Investors could see asset value losses of 50% or more unless they up their game turning net-zero commitments into action, according to a research report from Willis Towers Watson's Thinking Ahead Institute released Thursday.
"The investment industry is not acting swiftly and definitively enough on its net-zero commitments. As an industry we are not seeing the bold decisions needed, the infrastructure built to secure success, or the investing required today," the institute said in its research report, Pay Now or Pay Later?.
Before 2100, existing financial assets could drop 50% to 60% in value if global temperatures run between 2.7 and 3.7 degrees Celsius, the current "business-as-usual" path, the research report said.
Under a scenario that keeps global warming below 2 degrees, asset value losses would be 15%, the WTW report said.
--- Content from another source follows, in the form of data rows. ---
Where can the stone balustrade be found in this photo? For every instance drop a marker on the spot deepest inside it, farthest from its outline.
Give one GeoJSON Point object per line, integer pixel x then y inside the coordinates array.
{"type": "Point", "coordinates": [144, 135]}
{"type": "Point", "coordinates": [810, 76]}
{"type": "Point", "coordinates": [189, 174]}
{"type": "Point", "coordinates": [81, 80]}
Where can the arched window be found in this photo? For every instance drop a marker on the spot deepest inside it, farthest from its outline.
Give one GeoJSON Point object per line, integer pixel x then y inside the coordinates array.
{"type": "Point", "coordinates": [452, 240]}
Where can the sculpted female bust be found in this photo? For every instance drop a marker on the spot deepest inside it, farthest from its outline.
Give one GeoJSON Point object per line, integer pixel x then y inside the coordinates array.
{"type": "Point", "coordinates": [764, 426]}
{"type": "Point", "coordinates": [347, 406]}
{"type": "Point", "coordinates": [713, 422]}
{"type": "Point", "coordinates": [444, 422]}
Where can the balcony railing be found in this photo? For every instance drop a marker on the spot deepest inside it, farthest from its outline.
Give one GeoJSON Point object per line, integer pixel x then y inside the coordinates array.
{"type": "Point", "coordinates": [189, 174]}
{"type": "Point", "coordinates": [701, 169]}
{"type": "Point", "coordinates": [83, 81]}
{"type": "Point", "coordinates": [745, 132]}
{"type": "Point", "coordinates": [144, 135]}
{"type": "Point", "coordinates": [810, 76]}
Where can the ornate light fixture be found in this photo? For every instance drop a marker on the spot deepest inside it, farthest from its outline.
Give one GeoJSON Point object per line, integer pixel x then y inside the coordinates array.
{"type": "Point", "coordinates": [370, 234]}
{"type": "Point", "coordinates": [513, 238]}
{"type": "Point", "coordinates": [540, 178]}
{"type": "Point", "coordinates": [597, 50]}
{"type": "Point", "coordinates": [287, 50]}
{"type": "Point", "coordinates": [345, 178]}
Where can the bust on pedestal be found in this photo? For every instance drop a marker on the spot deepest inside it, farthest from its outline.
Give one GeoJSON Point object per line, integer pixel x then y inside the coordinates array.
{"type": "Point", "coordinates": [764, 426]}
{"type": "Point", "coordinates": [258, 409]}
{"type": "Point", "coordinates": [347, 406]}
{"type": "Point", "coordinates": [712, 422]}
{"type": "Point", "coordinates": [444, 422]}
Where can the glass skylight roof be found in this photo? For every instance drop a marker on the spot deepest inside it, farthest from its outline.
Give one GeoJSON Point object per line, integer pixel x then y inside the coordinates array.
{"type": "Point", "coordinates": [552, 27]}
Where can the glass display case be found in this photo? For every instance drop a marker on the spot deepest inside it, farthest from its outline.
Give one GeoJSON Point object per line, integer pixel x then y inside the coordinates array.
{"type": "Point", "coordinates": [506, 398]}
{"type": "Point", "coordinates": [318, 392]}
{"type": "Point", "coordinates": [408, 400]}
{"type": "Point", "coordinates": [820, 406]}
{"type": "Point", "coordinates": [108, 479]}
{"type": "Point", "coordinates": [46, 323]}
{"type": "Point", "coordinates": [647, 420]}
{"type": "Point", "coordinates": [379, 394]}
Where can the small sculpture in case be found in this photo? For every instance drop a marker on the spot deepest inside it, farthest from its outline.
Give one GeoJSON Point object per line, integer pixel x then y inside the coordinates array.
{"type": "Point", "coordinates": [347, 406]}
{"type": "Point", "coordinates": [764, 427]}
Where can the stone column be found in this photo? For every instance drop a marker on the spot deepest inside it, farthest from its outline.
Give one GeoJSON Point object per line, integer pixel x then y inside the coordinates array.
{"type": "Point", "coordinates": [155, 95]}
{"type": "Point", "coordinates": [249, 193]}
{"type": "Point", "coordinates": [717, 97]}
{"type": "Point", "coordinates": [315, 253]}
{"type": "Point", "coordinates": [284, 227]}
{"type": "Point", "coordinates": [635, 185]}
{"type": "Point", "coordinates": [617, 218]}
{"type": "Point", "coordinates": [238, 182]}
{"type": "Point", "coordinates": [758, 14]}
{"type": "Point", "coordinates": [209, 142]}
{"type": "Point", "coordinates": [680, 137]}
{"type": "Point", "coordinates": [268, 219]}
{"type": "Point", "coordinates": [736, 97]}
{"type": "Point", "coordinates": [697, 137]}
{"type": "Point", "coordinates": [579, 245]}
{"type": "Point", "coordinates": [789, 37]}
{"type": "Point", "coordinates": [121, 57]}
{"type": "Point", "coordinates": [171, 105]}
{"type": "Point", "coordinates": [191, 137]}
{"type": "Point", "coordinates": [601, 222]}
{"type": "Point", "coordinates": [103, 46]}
According to the United Nation's Intergovernmental Panel on Climate Change, reaching the Paris Agreement goal of limiting global warming to around 1.5 degrees Celsius would mean global greenhouse gas emissions would need to peak before 2025 at the latest.
Tim Hodgson, co-head of the Thinking Ahead Institute, said in a release on the report that the findings "should help investors understand that without significant efforts now to transition to a sustainable economic model, the associated physical risks driven by continuing emissions and climate change will potentially lead to major changes in global GDP and income levels in the coming century."
A faster and better coordinated transition could partly help offset asset value losses with investment in new energy infrastructure, the report said, and after initial drawdown, providers of the financial capital could expect to see future returns, as well as other economic benefits.
Governments will have to fully implement climate targets but the investment industry must also recognize "that we are part of the economic system that can and must address it," the report said.
"Climate time frames now overlap with investment time frames. Not acting might appear the cheaper option in the short term, but over a horizon that is completely normal for investment funds, inaction is in fact the far more expensive choice," said Isabella Martin, senior associate at the Thinking Ahead Institute, in the release.